A pulp conceived from sentiments : Part I

The idea of pacifying discomforts by plastering your face with fake plastic smiles is clearly a contentious one, and more than often, a hyperbolic remedial method.  That is a controversial issue simply because most people seem to take smiles as they come (I mean, even a fake smile is a smile after all, and it could hardly be differentiated from a true one merely from its appearance). Most people wouldn’t bother to care about the true nature of the smile. Similarly, when people accept apologies, they’re basically supposed to be okay with you. But sometimes, even when you can quite clearly see that they’re holding something back, you can’t just force them to admit that you aren’t forgiven, because the common convention is that being forgiven or being told you’re forgiven is acceptable, regardless of the actuality of things. But feelings do not always go with conventions, do they?
 
And however insane it may sound, losing the ability to hurt people, is strangely, tragic (I am extremely cautious when I am saying this because it isn’t about “deliberately” hurting someone. That would be crude criminality or cowardice. That could be sadistic, and depending on the nature of the act, it could also be an attempt to force sympathy out of someone). Generally, when someone (someone important) is hurt because of you, it is due to your noteworthiness in relation to them, which in turns, implies that you are valued for something (to say the least). It highlights the fact that you actually possess some elements that could possibly invite a passive disappointment from them. “Not being able to hurt” quite clearly is an indicator of the frivolity in your influence or the futility of your existence. At some points, people might get so indifferent to you, it may actually force you to realize that you are no longer an appropriate subject to hold a grudge against. When people wouldn’t just bother to be bothered by you or your presence, the feelings that follow might well and truly be excruciating. 
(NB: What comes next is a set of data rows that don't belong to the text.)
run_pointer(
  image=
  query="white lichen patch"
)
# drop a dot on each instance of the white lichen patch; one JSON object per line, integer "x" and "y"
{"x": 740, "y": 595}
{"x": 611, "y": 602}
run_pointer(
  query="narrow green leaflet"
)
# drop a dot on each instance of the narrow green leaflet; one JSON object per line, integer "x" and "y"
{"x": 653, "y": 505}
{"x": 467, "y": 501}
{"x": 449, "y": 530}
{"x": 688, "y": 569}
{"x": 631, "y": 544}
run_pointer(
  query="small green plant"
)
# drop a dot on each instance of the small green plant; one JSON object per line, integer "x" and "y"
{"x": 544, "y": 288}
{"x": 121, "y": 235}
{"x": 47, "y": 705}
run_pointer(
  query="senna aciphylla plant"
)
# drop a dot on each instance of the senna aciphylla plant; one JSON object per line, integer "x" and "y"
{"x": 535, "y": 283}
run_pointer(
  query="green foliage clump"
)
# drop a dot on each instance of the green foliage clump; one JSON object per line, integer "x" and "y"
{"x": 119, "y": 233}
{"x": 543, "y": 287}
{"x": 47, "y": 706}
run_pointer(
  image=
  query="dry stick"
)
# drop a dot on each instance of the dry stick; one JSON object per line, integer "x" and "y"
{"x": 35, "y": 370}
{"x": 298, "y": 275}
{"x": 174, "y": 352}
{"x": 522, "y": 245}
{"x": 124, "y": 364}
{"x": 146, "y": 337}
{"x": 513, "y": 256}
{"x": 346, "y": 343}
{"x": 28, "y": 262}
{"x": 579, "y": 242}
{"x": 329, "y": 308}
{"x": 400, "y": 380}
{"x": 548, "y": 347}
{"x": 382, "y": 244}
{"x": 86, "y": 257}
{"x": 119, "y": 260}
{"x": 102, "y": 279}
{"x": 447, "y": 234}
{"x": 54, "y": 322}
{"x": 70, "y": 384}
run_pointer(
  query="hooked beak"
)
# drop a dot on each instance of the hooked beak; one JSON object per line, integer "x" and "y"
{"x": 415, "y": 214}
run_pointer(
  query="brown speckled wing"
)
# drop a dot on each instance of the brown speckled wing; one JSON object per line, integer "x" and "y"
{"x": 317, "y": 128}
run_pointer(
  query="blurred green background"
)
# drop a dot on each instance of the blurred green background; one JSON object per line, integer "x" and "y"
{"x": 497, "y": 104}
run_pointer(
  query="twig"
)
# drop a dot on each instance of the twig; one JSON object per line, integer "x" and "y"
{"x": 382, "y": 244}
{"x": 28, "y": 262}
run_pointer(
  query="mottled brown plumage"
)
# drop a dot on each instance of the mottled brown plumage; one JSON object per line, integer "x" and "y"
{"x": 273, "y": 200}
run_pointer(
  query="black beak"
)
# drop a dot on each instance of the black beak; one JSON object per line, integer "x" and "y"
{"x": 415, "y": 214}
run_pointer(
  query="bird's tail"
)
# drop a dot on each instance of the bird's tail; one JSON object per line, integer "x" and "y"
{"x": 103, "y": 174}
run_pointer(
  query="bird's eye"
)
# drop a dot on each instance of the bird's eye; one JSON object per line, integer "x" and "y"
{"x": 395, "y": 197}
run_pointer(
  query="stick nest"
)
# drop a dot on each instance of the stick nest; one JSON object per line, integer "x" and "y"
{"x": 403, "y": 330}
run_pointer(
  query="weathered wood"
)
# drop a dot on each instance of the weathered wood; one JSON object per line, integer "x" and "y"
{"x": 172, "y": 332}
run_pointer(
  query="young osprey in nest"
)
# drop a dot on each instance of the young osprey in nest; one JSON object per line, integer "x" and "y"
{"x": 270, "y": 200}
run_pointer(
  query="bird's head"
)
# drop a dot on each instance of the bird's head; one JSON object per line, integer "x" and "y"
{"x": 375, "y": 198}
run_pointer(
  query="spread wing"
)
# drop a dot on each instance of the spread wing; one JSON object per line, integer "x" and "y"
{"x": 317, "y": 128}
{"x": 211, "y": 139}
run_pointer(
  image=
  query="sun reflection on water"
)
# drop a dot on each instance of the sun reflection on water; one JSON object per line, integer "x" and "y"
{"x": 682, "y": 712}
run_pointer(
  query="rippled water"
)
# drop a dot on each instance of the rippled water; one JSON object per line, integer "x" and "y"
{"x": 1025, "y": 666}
Frustrations are sometimes spilled out in the form of an unconditional, and irrelevant rage which clearly reflects nothing but an obscure inability to ascertain with inner frailties that constitutes us. They might go unnoticed, but if they are read, they would certainly serve a great deal in outlining a personality trait. It’s the outburst of that rage that characterizes a person. Possibly not the intensity or the magnitude, but the relevance and the meaning of it. Anger doesn’t always need an external catalyst. Sometimes, the external factors only serve to ignite the matches of our inner complex, defenselessness that are awaiting a spark. 
 
Sometimes, pain can be quantified by relative impacts of a loss. In reference to the relationships where inevitability of a separation, (rather than the inadaptability, escalating stresses or irreparable voids) is the only issue, there exists a room for post-estrangement trauma. Even in the most worked out separations, the most resolved ones, either party has a clear idea of who shared the larger part of the blame, who was the one who couldn’t hold on for the good. Therefore, that pain can be quantified in terms of who was on the side of a relatively harsher treatment.